Unlike its modern cousins, this Ice Age relative could climb rocky slopes with ease, using powerful limbs and massive claws to reach sparse vegetation. During this period, sloths thrived in a wide variety of forms, from giant ground-dwellers to smaller, tree-dwelling species.

Snow Sloth (Megalonyx jeffersonii)

Their adaptability allowed them to flourish across many habitats during the Ice Age. In this playful footage, the snow sloths tumble and slide in the snow — a joyful, unexpected glimpse into life during one of Earth’s coldest ages.

Reconstructed through the latest scientific understanding, Prehistoric Planet: Ice Age combines the latest science with cinematic visuals to reveal the intelligence and intricate social behavior of the Pleistocene’s most iconic species.

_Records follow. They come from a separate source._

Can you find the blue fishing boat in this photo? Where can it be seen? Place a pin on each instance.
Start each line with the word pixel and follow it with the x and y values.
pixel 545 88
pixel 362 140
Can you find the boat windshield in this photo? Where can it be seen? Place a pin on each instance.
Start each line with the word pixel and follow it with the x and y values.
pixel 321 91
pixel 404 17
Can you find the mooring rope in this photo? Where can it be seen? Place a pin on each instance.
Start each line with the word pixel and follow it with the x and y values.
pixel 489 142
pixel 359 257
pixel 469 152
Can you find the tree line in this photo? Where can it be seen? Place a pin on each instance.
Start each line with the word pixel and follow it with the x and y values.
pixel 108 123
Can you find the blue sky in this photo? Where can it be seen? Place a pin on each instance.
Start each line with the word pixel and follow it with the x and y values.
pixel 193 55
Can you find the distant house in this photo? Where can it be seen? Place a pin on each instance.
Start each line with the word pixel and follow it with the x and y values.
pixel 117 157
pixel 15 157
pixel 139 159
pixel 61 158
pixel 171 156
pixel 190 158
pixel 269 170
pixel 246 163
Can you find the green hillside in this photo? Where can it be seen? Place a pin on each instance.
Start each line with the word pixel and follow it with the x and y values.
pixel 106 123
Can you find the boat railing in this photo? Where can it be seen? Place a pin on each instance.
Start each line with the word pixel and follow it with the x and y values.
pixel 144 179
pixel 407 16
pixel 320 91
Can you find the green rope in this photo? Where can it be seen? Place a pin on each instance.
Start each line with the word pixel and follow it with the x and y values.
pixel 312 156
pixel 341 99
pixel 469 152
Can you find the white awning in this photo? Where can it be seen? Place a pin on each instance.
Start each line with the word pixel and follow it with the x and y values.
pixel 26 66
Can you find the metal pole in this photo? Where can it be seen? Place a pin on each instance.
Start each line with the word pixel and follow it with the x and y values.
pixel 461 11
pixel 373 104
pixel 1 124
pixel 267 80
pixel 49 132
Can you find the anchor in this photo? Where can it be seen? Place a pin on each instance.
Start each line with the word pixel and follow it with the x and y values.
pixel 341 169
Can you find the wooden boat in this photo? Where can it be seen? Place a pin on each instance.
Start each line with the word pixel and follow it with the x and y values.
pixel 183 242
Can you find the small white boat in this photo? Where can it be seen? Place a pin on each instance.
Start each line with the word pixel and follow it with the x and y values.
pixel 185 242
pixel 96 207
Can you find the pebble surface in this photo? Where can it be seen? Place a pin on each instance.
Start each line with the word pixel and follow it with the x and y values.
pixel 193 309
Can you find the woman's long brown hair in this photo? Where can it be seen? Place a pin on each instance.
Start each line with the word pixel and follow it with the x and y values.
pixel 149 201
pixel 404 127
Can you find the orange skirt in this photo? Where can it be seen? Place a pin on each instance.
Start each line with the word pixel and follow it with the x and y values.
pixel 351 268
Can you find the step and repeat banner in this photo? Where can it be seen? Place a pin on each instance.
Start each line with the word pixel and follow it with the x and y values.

From woolly mammoths and saber-toothed cats to dwarf relatives of elephants and carnivorous kangaroos, each episode explores how life across the planet adapted to survive amid dramatic climate shifts and transformation.

YouTube video

The series is produced by the world-renowned team at BBC Studios Natural History Unit, with photorealistic visual effects by Framestore (Gravity, The Golden Compass). The series features a theme by Hans Zimmer, with an original score by Zimmer, Rozman, and Talve for Bleeding Fingers Music.

Prehistoric Planet: Ice Age continues the storytelling journey of the acclaimed Apple TV natural history series Prehistoric Planet, which transported audiences 66 million years into the past to witness the age of dinosaurs across two celebrated seasons.

Blending cinematic storytelling with photorealistic visual effects, the series brings ancient worlds to life, offering a firsthand look at some of the most extraordinary creatures ever to walk the Earth. The complete first two seasons of Prehistoric Planet are now streaming globally on Apple TV.